After an evaluation, GNOME has moved from Bugzilla to GitLab. Learn more about GitLab.
No new issues can be reported in GNOME Bugzilla anymore.
To report an issue in a GNOME project, go to GNOME GitLab.
Do not go to GNOME Gitlab for: Bluefish, Doxygen, GnuCash, GStreamer, java-gnome, LDTP, NetworkManager, Tomboy.
Bug 530405 - Use is_word_boundary PangoLogAttr attribute for word selection
Use is_word_boundary PangoLogAttr attribute for word selection
Status: RESOLVED OBSOLETE
Product: gtk+
Classification: Platform
Component: Widget: GtkTextView
unspecified
Other Linux
: Normal enhancement
: ---
Assigned To: gtk-bugs
gtk-bugs
: 727972 (view as bug list)
Depends on:
Blocks:
 
 
Reported: 2008-04-28 17:29 UTC by Behdad Esfahbod
Modified: 2018-04-15 00:05 UTC
See Also:
GNOME target: ---
GNOME version: ---


Attachments
textview: use is_word_boundary attribute for word selection (7.13 KB, patch)
2014-04-09 19:37 UTC, Sébastien Wilmet
none Details | Review
textview: word boundaries like in Vim (3.93 KB, patch)
2014-04-20 14:05 UTC, Sébastien Wilmet
rejected Details | Review

Description Behdad Esfahbod 2008-04-28 17:29:14 UTC
I recently added a new member to PangoLogAttr, called is_word_boundary.  It follows the Unicode recommendation and is more useful for select-by-word than the current is_word_start/end bits are.
Comment 1 Sébastien Wilmet 2014-04-09 19:36:30 UTC
I'm doing some experiments with this bug, see the attached patch below.

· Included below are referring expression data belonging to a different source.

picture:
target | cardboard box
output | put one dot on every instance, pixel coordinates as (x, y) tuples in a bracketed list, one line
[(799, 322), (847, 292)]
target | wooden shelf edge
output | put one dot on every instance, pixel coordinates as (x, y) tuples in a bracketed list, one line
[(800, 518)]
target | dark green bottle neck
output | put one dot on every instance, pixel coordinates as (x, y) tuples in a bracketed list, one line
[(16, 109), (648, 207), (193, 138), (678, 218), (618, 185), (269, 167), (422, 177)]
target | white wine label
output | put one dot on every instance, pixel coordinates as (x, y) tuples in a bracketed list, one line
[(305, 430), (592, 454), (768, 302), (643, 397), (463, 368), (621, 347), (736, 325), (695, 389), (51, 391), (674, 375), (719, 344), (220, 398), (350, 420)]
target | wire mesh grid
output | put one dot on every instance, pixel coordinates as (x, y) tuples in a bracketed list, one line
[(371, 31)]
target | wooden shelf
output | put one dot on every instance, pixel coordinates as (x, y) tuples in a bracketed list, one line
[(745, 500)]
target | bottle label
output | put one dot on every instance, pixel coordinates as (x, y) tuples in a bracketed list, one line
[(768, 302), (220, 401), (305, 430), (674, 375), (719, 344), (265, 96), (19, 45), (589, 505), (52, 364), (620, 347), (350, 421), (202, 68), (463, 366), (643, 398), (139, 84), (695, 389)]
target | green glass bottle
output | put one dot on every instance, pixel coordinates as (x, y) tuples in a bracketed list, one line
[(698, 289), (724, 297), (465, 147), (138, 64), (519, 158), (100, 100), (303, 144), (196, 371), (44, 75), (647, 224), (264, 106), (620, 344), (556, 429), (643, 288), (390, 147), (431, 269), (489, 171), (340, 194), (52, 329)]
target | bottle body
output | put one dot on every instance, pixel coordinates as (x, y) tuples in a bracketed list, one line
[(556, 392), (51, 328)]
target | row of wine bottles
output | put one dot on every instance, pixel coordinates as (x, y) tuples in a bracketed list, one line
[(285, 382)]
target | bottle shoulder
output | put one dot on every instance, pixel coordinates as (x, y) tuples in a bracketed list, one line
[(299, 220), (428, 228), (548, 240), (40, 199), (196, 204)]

For the word selection on double click, using is_word_boundary doesn't work well outside a natural-language word, for example to select several spaces. There is a word boundary between each space. The current code has a special case when the iter is outside a natural-language word. This special case needs to use is_word_start/end. So does it really worth the effort of using is_word_boundary?

Also, I don't know if is_word_boundary can also be used for words movements with Ctrl+Left, Ctrl+Right, etc. The behavior is different. Currently Ctrl+Right moves to the next word end. With is_word_boundary, Ctrl+Right moves to the next word boundary, which can be a word start, a word end, a space, etc.
Comment 2 Sébastien Wilmet 2014-04-09 19:37:05 UTC
Created attachment 273930 [details] [review]
textview: use is_word_boundary attribute for word selection

The new functions in GtkTextIter are private for now. It is almost the
same implementation as for the word start/end. The unique difference is
the use of the is_word_boundary PangoLogAttr attribute instead of
is_word_start and is_word_end.

And those private functions are used in GtkTextView for:
- move by words with Ctrl+Left, Ctrl+Right, etc.
- word selection with double click
Comment 3 Sébastien Wilmet 2014-04-09 21:43:33 UTC
An idea: make Ctrl+Left and Ctrl+Right the same as 'b' and 'e' in Vim. A word in Vim is not only natural-language words, but also groups of contiguous "special" characters like punctuations.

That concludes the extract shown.